According to a report by the Asian Center for Human Rights, in the year 2011, while 1504 people died in police stations, 12,272 prisoners died in jails of India. It translates into the death of 4 prisoners every day; a situation that is alarming and that needs urgent attention. There is no laid down norms for payment of compensation to the victims’ families. The compensation is paid; only on the recommendation of the NHRC.But surprisingly the Prison authorities very sincerely send the video recording of the post mortem process and boast of themselves that they are meticulously following NHRC guidelines.
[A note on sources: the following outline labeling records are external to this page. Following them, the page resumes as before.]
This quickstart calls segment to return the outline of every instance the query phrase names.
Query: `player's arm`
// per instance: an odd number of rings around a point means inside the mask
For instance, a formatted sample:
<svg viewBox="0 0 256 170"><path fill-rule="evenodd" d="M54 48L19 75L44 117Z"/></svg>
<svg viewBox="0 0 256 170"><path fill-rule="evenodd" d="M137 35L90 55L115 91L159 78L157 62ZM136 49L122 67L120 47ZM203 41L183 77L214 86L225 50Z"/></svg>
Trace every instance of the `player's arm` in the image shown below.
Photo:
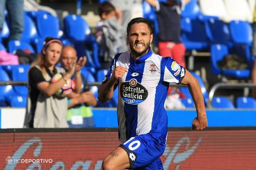
<svg viewBox="0 0 256 170"><path fill-rule="evenodd" d="M126 71L126 68L117 66L110 79L101 84L98 90L98 99L101 103L105 102L112 98L115 84Z"/></svg>
<svg viewBox="0 0 256 170"><path fill-rule="evenodd" d="M208 126L206 112L204 106L204 98L197 79L188 70L181 82L181 84L187 85L196 106L197 116L192 122L193 128L202 130Z"/></svg>

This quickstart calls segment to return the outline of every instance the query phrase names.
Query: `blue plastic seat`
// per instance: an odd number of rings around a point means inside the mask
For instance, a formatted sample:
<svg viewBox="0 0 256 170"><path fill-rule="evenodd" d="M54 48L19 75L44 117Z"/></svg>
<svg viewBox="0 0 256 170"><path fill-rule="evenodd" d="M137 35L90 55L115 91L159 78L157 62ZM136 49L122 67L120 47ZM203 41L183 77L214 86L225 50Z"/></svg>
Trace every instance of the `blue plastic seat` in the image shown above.
<svg viewBox="0 0 256 170"><path fill-rule="evenodd" d="M202 91L202 93L203 93L203 96L204 97L204 104L205 106L207 106L207 104L208 103L208 98L209 98L209 94L208 93L208 91L206 89L206 88L205 87L205 85L204 84L204 83L203 81L203 79L202 78L195 74L195 72L193 71L190 71L191 74L193 75L198 81L199 84L200 85L201 87L201 90ZM193 101L192 100L192 96L191 96L191 94L189 93L189 90L188 90L188 87L181 87L180 88L180 91L185 94L186 96L187 97L187 99L182 100L182 102L183 103L183 104L186 104L188 106L195 106ZM188 100L188 99L190 99L191 100L192 100L192 103L193 104L190 103L190 101ZM185 105L186 106L186 105Z"/></svg>
<svg viewBox="0 0 256 170"><path fill-rule="evenodd" d="M251 97L238 97L237 99L237 107L256 109L256 100Z"/></svg>
<svg viewBox="0 0 256 170"><path fill-rule="evenodd" d="M144 1L142 3L142 11L143 17L147 18L154 25L153 33L155 37L158 37L159 32L159 28L157 15L154 8ZM154 43L157 46L158 38L154 38Z"/></svg>
<svg viewBox="0 0 256 170"><path fill-rule="evenodd" d="M24 30L22 35L21 41L33 43L37 37L37 31L35 23L32 19L25 12Z"/></svg>
<svg viewBox="0 0 256 170"><path fill-rule="evenodd" d="M13 96L9 101L12 107L25 107L27 104L27 95Z"/></svg>
<svg viewBox="0 0 256 170"><path fill-rule="evenodd" d="M229 44L231 38L228 25L222 21L211 18L205 21L206 35L213 44Z"/></svg>
<svg viewBox="0 0 256 170"><path fill-rule="evenodd" d="M216 96L212 98L211 105L216 108L234 108L233 103L229 99L223 96Z"/></svg>
<svg viewBox="0 0 256 170"><path fill-rule="evenodd" d="M209 47L204 22L184 17L181 19L181 41L186 50L202 50Z"/></svg>
<svg viewBox="0 0 256 170"><path fill-rule="evenodd" d="M78 56L87 56L87 66L100 67L98 46L91 30L80 16L68 15L63 20L65 37L74 45Z"/></svg>
<svg viewBox="0 0 256 170"><path fill-rule="evenodd" d="M3 28L2 30L2 32L1 34L1 37L2 38L7 38L10 35L10 30L9 29L8 26L6 22L6 21L4 21L3 25Z"/></svg>
<svg viewBox="0 0 256 170"><path fill-rule="evenodd" d="M3 69L0 68L0 81L10 81L10 79L7 73ZM0 86L0 96L5 100L8 97L15 95L16 93L11 85Z"/></svg>
<svg viewBox="0 0 256 170"><path fill-rule="evenodd" d="M192 19L198 18L200 15L202 15L200 8L196 0L189 1L181 12L183 17L188 17Z"/></svg>
<svg viewBox="0 0 256 170"><path fill-rule="evenodd" d="M0 107L7 107L7 104L5 101L5 98L0 96Z"/></svg>
<svg viewBox="0 0 256 170"><path fill-rule="evenodd" d="M59 20L58 18L47 12L36 12L34 15L38 37L35 39L34 43L37 53L39 53L44 46L46 37L59 38Z"/></svg>
<svg viewBox="0 0 256 170"><path fill-rule="evenodd" d="M214 44L210 48L210 65L211 73L214 75L222 75L237 79L248 79L250 77L250 70L246 69L222 69L218 65L224 57L230 54L229 49L226 45ZM241 55L241 54L240 54Z"/></svg>
<svg viewBox="0 0 256 170"><path fill-rule="evenodd" d="M0 42L0 51L6 51L5 46L4 46L4 44L3 44L2 42Z"/></svg>
<svg viewBox="0 0 256 170"><path fill-rule="evenodd" d="M35 53L33 47L28 42L18 40L10 40L8 43L8 52L15 53L17 50L29 50L31 53Z"/></svg>
<svg viewBox="0 0 256 170"><path fill-rule="evenodd" d="M18 65L12 67L11 75L13 81L23 81L28 83L28 72L30 66L29 65ZM16 93L18 95L28 94L28 87L26 86L14 86Z"/></svg>
<svg viewBox="0 0 256 170"><path fill-rule="evenodd" d="M244 56L248 63L251 63L252 57L250 47L253 39L251 26L245 21L232 20L229 23L229 29L234 48L237 48L236 50L240 52L241 56Z"/></svg>
<svg viewBox="0 0 256 170"><path fill-rule="evenodd" d="M38 36L45 39L47 37L58 38L59 21L58 18L48 13L38 13L36 16Z"/></svg>

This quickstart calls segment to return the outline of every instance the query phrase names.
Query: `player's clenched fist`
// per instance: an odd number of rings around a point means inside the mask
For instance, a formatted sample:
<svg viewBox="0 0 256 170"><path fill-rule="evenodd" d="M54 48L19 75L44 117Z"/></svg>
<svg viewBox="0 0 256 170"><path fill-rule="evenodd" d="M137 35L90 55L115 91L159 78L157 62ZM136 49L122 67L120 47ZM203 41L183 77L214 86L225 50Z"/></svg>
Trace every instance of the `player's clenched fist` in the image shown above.
<svg viewBox="0 0 256 170"><path fill-rule="evenodd" d="M126 68L118 66L116 67L114 71L114 76L117 79L121 79L127 71L127 70Z"/></svg>
<svg viewBox="0 0 256 170"><path fill-rule="evenodd" d="M199 118L196 117L192 122L192 130L203 130L208 126L208 122L206 115Z"/></svg>

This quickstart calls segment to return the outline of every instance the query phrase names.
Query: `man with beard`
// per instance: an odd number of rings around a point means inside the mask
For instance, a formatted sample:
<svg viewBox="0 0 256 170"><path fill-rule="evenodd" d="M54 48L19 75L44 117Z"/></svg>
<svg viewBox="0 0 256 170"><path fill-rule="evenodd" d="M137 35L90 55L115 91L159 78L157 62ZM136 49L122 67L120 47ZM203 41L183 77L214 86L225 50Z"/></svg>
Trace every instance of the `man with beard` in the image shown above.
<svg viewBox="0 0 256 170"><path fill-rule="evenodd" d="M165 148L167 117L165 107L169 83L188 86L197 116L193 128L207 126L203 97L197 80L170 57L153 53L152 27L135 18L127 28L130 52L118 54L98 90L98 99L112 98L118 86L119 140L123 142L103 160L106 169L163 169L160 156Z"/></svg>

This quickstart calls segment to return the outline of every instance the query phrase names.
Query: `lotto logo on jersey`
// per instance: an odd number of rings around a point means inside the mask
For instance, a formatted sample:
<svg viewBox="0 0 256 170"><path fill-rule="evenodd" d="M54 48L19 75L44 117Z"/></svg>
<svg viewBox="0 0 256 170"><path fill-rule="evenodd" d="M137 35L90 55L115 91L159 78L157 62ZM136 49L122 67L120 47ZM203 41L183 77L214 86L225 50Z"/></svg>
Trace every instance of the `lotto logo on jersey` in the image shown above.
<svg viewBox="0 0 256 170"><path fill-rule="evenodd" d="M133 79L121 85L120 94L124 102L137 105L144 102L147 97L147 91L136 79Z"/></svg>

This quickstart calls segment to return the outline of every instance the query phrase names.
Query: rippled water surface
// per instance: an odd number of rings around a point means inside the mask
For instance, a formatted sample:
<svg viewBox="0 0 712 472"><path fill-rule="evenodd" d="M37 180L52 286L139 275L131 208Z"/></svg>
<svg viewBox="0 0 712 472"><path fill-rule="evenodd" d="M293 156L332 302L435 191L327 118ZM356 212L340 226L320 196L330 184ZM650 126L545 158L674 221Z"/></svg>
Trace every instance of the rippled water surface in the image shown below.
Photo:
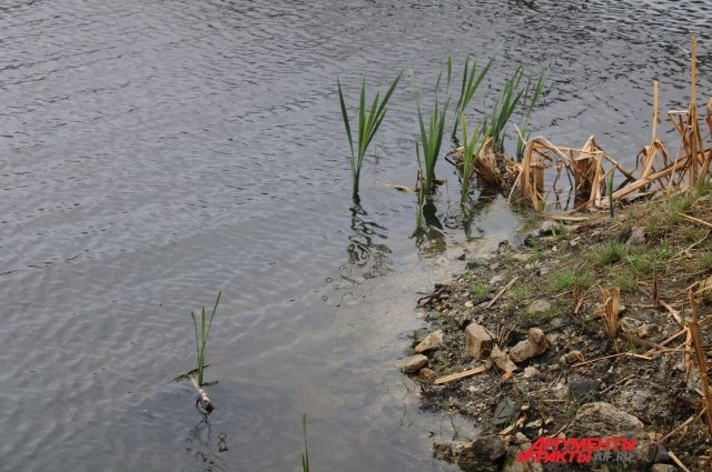
<svg viewBox="0 0 712 472"><path fill-rule="evenodd" d="M0 2L0 469L296 471L305 412L315 470L452 470L429 459L449 419L389 364L416 292L517 217L483 197L466 242L443 164L416 248L414 198L387 184L414 180L418 91L448 53L496 53L493 79L551 63L534 132L593 133L632 163L652 80L665 109L685 103L692 33L710 91L711 17L705 1ZM404 67L354 214L336 77L353 99L363 72L384 88ZM189 311L220 289L206 421L171 378L194 362Z"/></svg>

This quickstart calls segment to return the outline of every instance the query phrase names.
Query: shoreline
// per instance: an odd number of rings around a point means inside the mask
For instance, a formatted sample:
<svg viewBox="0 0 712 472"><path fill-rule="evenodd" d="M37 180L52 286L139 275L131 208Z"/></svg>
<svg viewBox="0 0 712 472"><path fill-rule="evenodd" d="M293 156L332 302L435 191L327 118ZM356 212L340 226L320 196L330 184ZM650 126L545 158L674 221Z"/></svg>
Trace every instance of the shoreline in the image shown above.
<svg viewBox="0 0 712 472"><path fill-rule="evenodd" d="M561 471L516 455L541 436L633 434L634 456L613 470L706 470L704 385L685 338L691 288L702 344L712 344L711 191L659 194L614 219L544 221L421 299L428 327L414 333L412 363L397 366L421 382L423 409L482 430L435 443L434 455L463 470Z"/></svg>

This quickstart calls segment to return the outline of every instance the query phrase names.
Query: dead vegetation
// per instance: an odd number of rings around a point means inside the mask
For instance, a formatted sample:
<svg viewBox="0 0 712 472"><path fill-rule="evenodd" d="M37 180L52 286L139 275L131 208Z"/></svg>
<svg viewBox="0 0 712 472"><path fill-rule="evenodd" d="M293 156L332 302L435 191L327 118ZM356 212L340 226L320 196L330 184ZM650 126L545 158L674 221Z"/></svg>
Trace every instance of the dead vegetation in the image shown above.
<svg viewBox="0 0 712 472"><path fill-rule="evenodd" d="M609 155L592 135L581 148L554 144L544 137L531 139L521 161L483 147L475 163L479 182L508 191L537 211L604 210L612 203L634 200L654 191L684 190L706 180L712 158L712 98L698 110L696 40L692 37L691 102L686 110L672 110L668 117L680 137L676 152L657 137L659 88L653 83L652 137L630 170ZM701 127L701 122L703 123ZM704 131L703 131L704 130ZM461 148L448 154L459 167ZM617 175L617 188L609 194L606 180Z"/></svg>

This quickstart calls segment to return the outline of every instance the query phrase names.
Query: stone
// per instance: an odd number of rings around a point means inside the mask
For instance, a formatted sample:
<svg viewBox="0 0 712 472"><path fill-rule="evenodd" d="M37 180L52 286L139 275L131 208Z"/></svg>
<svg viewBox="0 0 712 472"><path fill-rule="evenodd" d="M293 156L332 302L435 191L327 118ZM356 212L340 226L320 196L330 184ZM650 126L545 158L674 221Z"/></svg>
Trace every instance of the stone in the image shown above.
<svg viewBox="0 0 712 472"><path fill-rule="evenodd" d="M510 354L507 354L506 352L502 352L497 344L492 348L490 359L492 359L492 362L497 366L497 369L505 373L514 372L517 369L516 364L512 362Z"/></svg>
<svg viewBox="0 0 712 472"><path fill-rule="evenodd" d="M433 380L435 380L435 371L428 368L423 368L418 372L418 379L424 382L432 382Z"/></svg>
<svg viewBox="0 0 712 472"><path fill-rule="evenodd" d="M544 466L541 462L517 462L521 451L526 451L532 443L525 442L507 449L507 456L504 461L503 472L543 472Z"/></svg>
<svg viewBox="0 0 712 472"><path fill-rule="evenodd" d="M534 300L526 309L526 314L530 317L542 314L551 310L552 304L546 300Z"/></svg>
<svg viewBox="0 0 712 472"><path fill-rule="evenodd" d="M433 331L428 335L425 337L423 341L418 345L415 347L415 353L422 354L425 351L431 351L433 349L438 349L443 345L443 331L437 330Z"/></svg>
<svg viewBox="0 0 712 472"><path fill-rule="evenodd" d="M523 362L543 354L548 347L548 340L546 340L544 331L538 328L532 328L528 333L528 339L518 342L514 348L510 349L510 358L515 363Z"/></svg>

In our state, the issue of political prisoners and their condition in jails is taken up from time to time by a few organizations. However, no one pays attention to the deaths of prisoners who die anonymous. Those lesser mortals are not part of any politically mobilized group. They are not card carrying members of a political party or a revolutionary collective. Most of their crimes are petty, related to minor feuds about land and within their family. Many others are those who have indulged in petty theft.
Newly elected governments have been promising a compassionate institution of the Police, by bringing in reforms in the institution of police and in prison conditions. As guardians of democratic institutions, unless we take interest in the lives of prisoners living in such brutal conditions, unless we work to improve their conditions, there might arise a situation when we will not be able to forgive ourselves.